Por Cristian Gillet y Lina Zabala

La culpa no fue del murciélago, más adelante se entenderá por qué, pero es aparentemente el primer protagonista de esta historia del coronavirus. Cerca de él, demasiado cerca para ser un estado natural, se encontraba un pangolín. Rondando y de a cientos, una especie aún de menor interacción natural con las anteriores: el ser humano. Las tres, en plena urbe china. Murciélagos y pangolines, cautivos en un mercado ilegal de fauna silvestre donde se vende todo tipo de animal, vivo o muerto. Adelantamos la historia a hoy, y a raíz de este encuentro en tiempo y espacio existe una pandemia mundial en la cual la mayor parte del planeta se encuentra aislada y amenazada por una nueva enfermedad para la cual aún no hay cura.

Entender el concepto de enfermedades emergentes es fundamental para llegar al núcleo central de por qué hoy prácticamente perdimos todo contacto físico con otro ser humano que no esté en nuestro hogar. Se llama enfermedad emergente a una infección nueva que resulta de la evolución o modificación de un agente patógeno o parásito existente, que da lugar a un cambio de clase de hospedador, vector, patogenicidad o cepa.

Simple y llanamente: es una infección o enfermedad hasta entonces desconocida.

Hoy en día sabemos que el 75% de las llamadas enfermedades emergentes infecciosas son originadas en animales de vida silvestre y se transmiten a las poblaciones humanas por contacto directo o a través de vectores. Se las denomina enfermedades zoonóticas o zoonosis.

Esto no significa que los animales mismos estén enfermos, sino que los virus, bacterias y hongos causantes de enfermedades viven y se desarrollan en diferentes especies sin afectarlas. Entender y divulgar este concepto es fundamental para proteger la vida silvestre, dado que una incorrecta interpretación de la zoonosis deriva muchas veces en matanzas injustificadas de animales.

Desde este animal portador, generalmente asintomático, el patógeno puede ser transmitido directamente a humanos o a animales domésticos quienes a su vez pueden transmitirlo al ser humano. He aquí la primera razón por la cual el culpable en esta historia no son ni el murciélago ni el pangolín sino el ambiente y situación en la que se los forzó a estar.

Es decir, los animales mantienen ciclos silvestres de enfermedades y actúan como reservorio. Estas enfermedades no los afectan porque han evolucionado en conjunto, generando inmunidad. Sin embargo, al encontrarse en situaciones de estrés o estar forzados y hacinados pueden llegar a padecer y diseminar la enfermedad al ambiente o a otros animales a los que sí les afecta estar infectados.

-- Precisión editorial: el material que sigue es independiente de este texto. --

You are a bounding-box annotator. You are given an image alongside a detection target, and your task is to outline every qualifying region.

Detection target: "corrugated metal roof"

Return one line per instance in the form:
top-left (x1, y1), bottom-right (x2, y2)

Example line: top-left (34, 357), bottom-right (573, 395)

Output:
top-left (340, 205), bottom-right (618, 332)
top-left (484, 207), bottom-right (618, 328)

Surge entonces el verdadero villano de esta historia: el tráfico ilegal de vida silvestre. Los animales silvestres llegan a los mercados desde cualquier región geográfica del planeta. Tras ser capturados, normalmente pasan varias semanas en contacto cercano con personas y otras especies de animales con las que probablemente nunca se hubiesen encontrado en la naturaleza. Ese tiempo y grado de confinamiento son suficientes para contagiarse con cualquier agente infeccioso. Producto del estrés de la captura, el hacinamiento, la mala alimentación, el transporte y los cambios de clima a los que se les somete, estos animales comienzan a eliminar agentes que pueden ser patógenos para el humano.

Las zoonosis determinan una gran problemática epidemiológica social, de eso no hay dudas. Saltan de aquellas especies en las que se han desarrollado y evolucionan en otro hospedador, como lo hizo el nuevo coronavirus Covid-19 y también en su momento el SARS -CoV, el MERS –Cov, la influenza aviar o el ébola.

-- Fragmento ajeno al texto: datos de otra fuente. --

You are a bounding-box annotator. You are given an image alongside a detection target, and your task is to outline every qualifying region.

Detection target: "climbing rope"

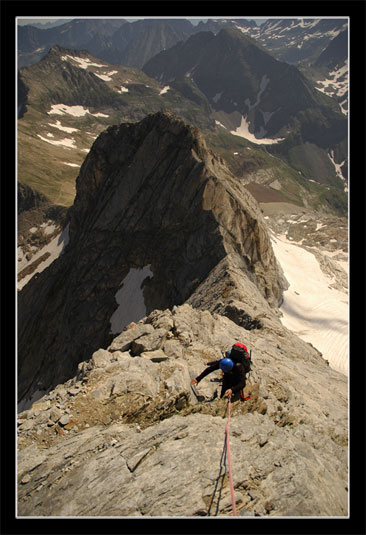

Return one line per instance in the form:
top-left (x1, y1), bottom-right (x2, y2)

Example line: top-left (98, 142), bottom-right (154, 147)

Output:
top-left (207, 397), bottom-right (237, 516)
top-left (225, 396), bottom-right (237, 516)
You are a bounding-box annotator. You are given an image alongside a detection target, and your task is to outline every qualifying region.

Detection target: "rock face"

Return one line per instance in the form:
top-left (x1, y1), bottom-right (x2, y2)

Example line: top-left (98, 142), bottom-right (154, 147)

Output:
top-left (18, 112), bottom-right (286, 406)
top-left (18, 304), bottom-right (348, 517)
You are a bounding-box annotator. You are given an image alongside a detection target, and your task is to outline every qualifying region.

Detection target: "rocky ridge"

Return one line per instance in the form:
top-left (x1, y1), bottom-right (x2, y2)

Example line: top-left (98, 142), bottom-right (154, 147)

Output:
top-left (17, 113), bottom-right (348, 517)
top-left (19, 112), bottom-right (286, 406)
top-left (18, 304), bottom-right (348, 517)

El contacto muy estrecho sin medidas de control sanitario entre la fauna silvestre y el ser humano es lo que representa el riesgo de contagio. Este acercamiento que desequilibra los ecosistemas tiene múltiples causas, todas perfectamente identificadas por las organizaciones que trabajan por la conservación de ambientes sanos.

La mayoría de los cambios que modifican los equilibrios dinámicos de las especies silvestres son antropogénicos. El comportamiento destructivo del hombre produce cambios ambientales como la desaparición de hábitats naturales y la pérdida de la biodiversidad. El aumento de la población y la migración hacia lugares previamente deshabitados por el ser humano se acompañan además de contaminación y cambio climático.

Todos estos aspectos juegan un papel importante en la aparición de las patologías de origen infeccioso. La globalización tiene como ventaja el crecimiento económico, pero como gran desventaja el daño no sostenible a la biósfera.

La relación es directa: existe Una Salud, término acuñado por la OMS. La salud humana y animal dependen de un espacio natural saludable, estamos todos conectados y nos debemos respeto.

El comercio ilegal de fauna silvestre, la pérdida de los ecosistemas donde se desarrolla y la proximidad con los animales domésticos amenazan a miles de especies, incluyendo la nuestra. Debemos entender que en la medida que sigan existiendo el comercio ilegal de fauna silvestre para venta y/o consumo, la caza y la destrucción de sus hábitats naturales, los patógenos, principalmente los virus, pueden saltar de especies.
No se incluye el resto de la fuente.